Development of tuneable hydrogels for in vitro modelling of blood vessels

Developing realistic artificial blood vessels to understand the cardiovascular system outside the body depends on hydrogels that mimic the softness and permeability of human tissue. However, many “gold standard” biomaterials (e.g., Matrigel and animal-derived collagen) suffer from batch-to-batch variability, limited control over mechanical properties, and ethical/supply-chain constraints. This project will develop and test chemically defined hydrogel systems for vascular tissue engineering, helping to create more reproducible and scalable platforms for studying vascular biology and disease. The student will formulate candidate hydrogels from non-animal biopolymers and/or synthetic polymers, exploring different crosslinking strategies to tune stiffness, swelling and degradation.

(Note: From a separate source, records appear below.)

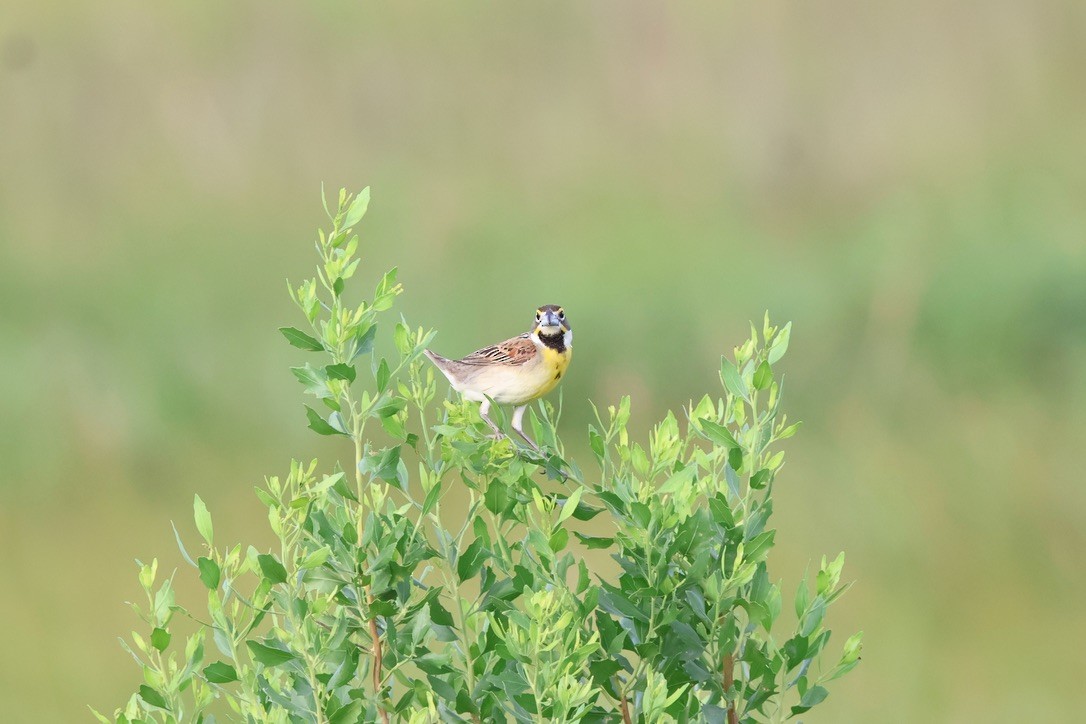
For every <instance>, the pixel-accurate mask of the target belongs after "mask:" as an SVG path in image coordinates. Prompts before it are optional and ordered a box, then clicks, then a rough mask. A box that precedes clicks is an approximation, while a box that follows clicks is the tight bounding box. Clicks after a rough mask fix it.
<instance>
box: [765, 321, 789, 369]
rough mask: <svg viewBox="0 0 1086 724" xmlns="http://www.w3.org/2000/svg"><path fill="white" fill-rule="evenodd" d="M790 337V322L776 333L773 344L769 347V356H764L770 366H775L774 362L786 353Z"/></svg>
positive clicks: (773, 340) (773, 341)
mask: <svg viewBox="0 0 1086 724" xmlns="http://www.w3.org/2000/svg"><path fill="white" fill-rule="evenodd" d="M790 336H792V322H791V321H790V322H788V323H787V325H785V326H784V327H783V328H782V329H781V331H780V332H778V333H776V336H774V338H773V344H771V345H770V347H769V354H768V355H766V357H767V358H768V359H769V364H770V365H775V364H776V360H778V359H780V358H781V357H783V356H784V353H785V352H787V351H788V338H790Z"/></svg>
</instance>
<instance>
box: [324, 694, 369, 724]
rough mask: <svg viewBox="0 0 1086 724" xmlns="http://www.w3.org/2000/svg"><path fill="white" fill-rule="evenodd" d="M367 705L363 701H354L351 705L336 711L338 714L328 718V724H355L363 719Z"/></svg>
mask: <svg viewBox="0 0 1086 724" xmlns="http://www.w3.org/2000/svg"><path fill="white" fill-rule="evenodd" d="M364 709H365V704H364V703H363V701H362V699H354V700H352V701H351V703H349V704H346V706H344V707H341V708H340V709H337V710H336V713H334V714H332V715H331V716H329V717H328V724H355V722H358V721H359V720H361V719H362V713H363V711H364Z"/></svg>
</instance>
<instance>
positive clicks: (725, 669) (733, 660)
mask: <svg viewBox="0 0 1086 724" xmlns="http://www.w3.org/2000/svg"><path fill="white" fill-rule="evenodd" d="M723 670H724V672H723V673H724V696H728V724H738V723H740V717H738V714H737V713H735V702H734V701H733V700H732V698H731V697H730V696H729V695H728V691H730V690H731V688H732V686H733V685H734V684H735V657H734V656H733V655H732V653H731V652H729V653H725V655H724V664H723Z"/></svg>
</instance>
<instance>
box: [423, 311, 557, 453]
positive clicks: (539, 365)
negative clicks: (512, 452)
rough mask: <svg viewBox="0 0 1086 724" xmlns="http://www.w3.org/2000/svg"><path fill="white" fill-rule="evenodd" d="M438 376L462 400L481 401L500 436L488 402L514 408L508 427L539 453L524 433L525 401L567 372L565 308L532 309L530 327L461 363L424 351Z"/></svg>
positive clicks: (553, 388) (531, 398)
mask: <svg viewBox="0 0 1086 724" xmlns="http://www.w3.org/2000/svg"><path fill="white" fill-rule="evenodd" d="M425 352H426V356H427V357H429V358H430V361H432V363H433V364H434V365H435V366H437V368H438V369H439V370H441V373H442V374H444V376H445V377H446V378H447V379H449V382H450V383H451V384H452V385H453V389H454V390H456V391H457V392H459V393H460V394H462V395H463V396H464V398H465V399H469V401H472V402H477V403H480V406H479V415H480V416H481V417H482V419H483V420H484V421H485V422H487V424H489V425H490V429H491V430H492V431H493V432H494V435H493V436H494V439H495V440H496V439H501V437H505V436H506V435H505V434H504V433H503V432H502V429H501V428H498V427H497V425H496V424H495V423H494V421H493V420H491V419H490V405H491V401H493V402H495V403H497V404H500V405H514V410H513V429H514V430H516V431H517V434H518V435H520V436H521V437H523V440H525V442H527V443H528V444H529V445H531V447H532V449H534V450H536V452H539V446H538V445H536V444H535V442H534V441H533V440H532V439H531V437H529V436H528V435H527V434H526V433H525V430H523V427H522V425H523V418H525V410H526V409H527V408H528V403H530V402H532V401H533V399H538V398H540V397H542V396H543V395H545V394H546V393H548V392H551V391H552V390H554V389H555V388H556V386H557V385H558V382H560V381H561V378H563V377H564V376H565V374H566V370H567V369H569V360H570V359H571V358H572V356H573V330H572V328H571V327H570V325H569V319H568V318H567V317H566V310H565V309H563V308H561V307H560V306H558V305H557V304H544V305H543V306H541V307H539V308H536V309H535V320H534V321H533V322H532V326H531V329H530V330H529V331H528V332H526V333H523V334H520V335H518V336H514V338H510V339H508V340H506V341H504V342H498V343H497V344H492V345H490V346H489V347H483V348H482V350H478V351H476V352H472V353H471V354H469V355H468V356H467V357H464V358H462V359H449V358H446V357H442V356H441V355H439V354H435V353H433V352H431V351H430V350H426V351H425Z"/></svg>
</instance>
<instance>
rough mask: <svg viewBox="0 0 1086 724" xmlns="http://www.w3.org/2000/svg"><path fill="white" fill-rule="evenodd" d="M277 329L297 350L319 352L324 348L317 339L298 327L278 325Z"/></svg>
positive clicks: (306, 351)
mask: <svg viewBox="0 0 1086 724" xmlns="http://www.w3.org/2000/svg"><path fill="white" fill-rule="evenodd" d="M279 331H280V332H282V335H283V336H286V338H287V341H288V342H290V343H291V344H292V345H293V346H295V347H298V348H299V350H305V351H306V352H320V351H323V350H324V348H325V345H323V344H320V342H319V341H317V340H316V339H314V338H312V336H310V335H308V334H306V333H305V332H303V331H302V330H300V329H295V328H294V327H280V328H279Z"/></svg>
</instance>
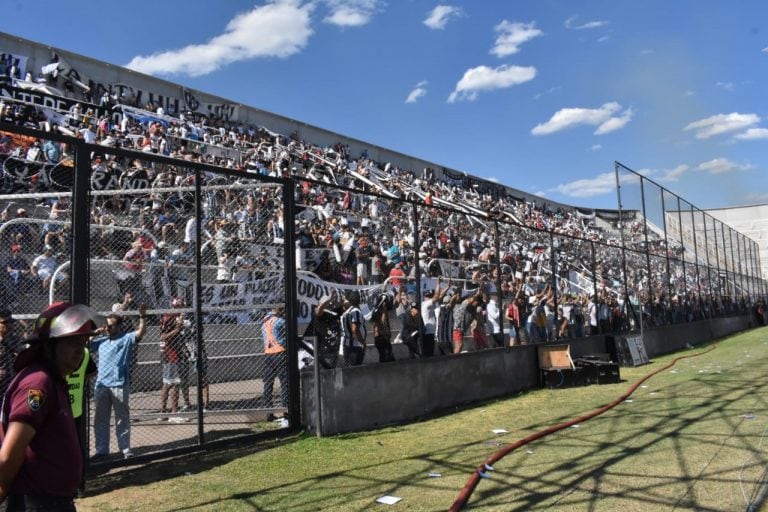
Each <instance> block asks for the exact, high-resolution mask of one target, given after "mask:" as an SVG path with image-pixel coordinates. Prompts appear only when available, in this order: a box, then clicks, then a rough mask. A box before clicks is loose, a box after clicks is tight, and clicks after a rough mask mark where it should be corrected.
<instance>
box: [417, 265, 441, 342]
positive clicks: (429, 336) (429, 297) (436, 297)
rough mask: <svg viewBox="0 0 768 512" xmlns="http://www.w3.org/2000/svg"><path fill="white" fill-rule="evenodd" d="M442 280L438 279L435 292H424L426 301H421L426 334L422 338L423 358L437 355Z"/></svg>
mask: <svg viewBox="0 0 768 512" xmlns="http://www.w3.org/2000/svg"><path fill="white" fill-rule="evenodd" d="M441 284H442V278H440V277H438V278H437V285H436V286H435V289H434V290H427V291H425V292H424V300H422V301H421V319H422V321H423V322H424V333H423V335H422V337H421V355H422V357H432V356H433V355H435V334H436V333H437V309H438V304H440V301H442V300H443V293H444V291H443V289H441V286H440V285H441Z"/></svg>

Materials will be characterised using simple mechanical testing (e.g., rheology or compression), microscopy, and stability assays. In parallel, the student will assess cell compatibility by culturing endothelial cells on and in selected gels and measuring viability, spreading and early vessel-like organisation, potentially including flow exposure in basic channel or perfusion set-ups. The student will gain hands-on experience in biomaterials research, experimental design, data analysis and scientific communication. Students should be organised, curious, and willing to learn new techniques across biology and materials science. Students will need to find their own accommodation and be expected to present their findings orally at a research day in York on 08th September 2026.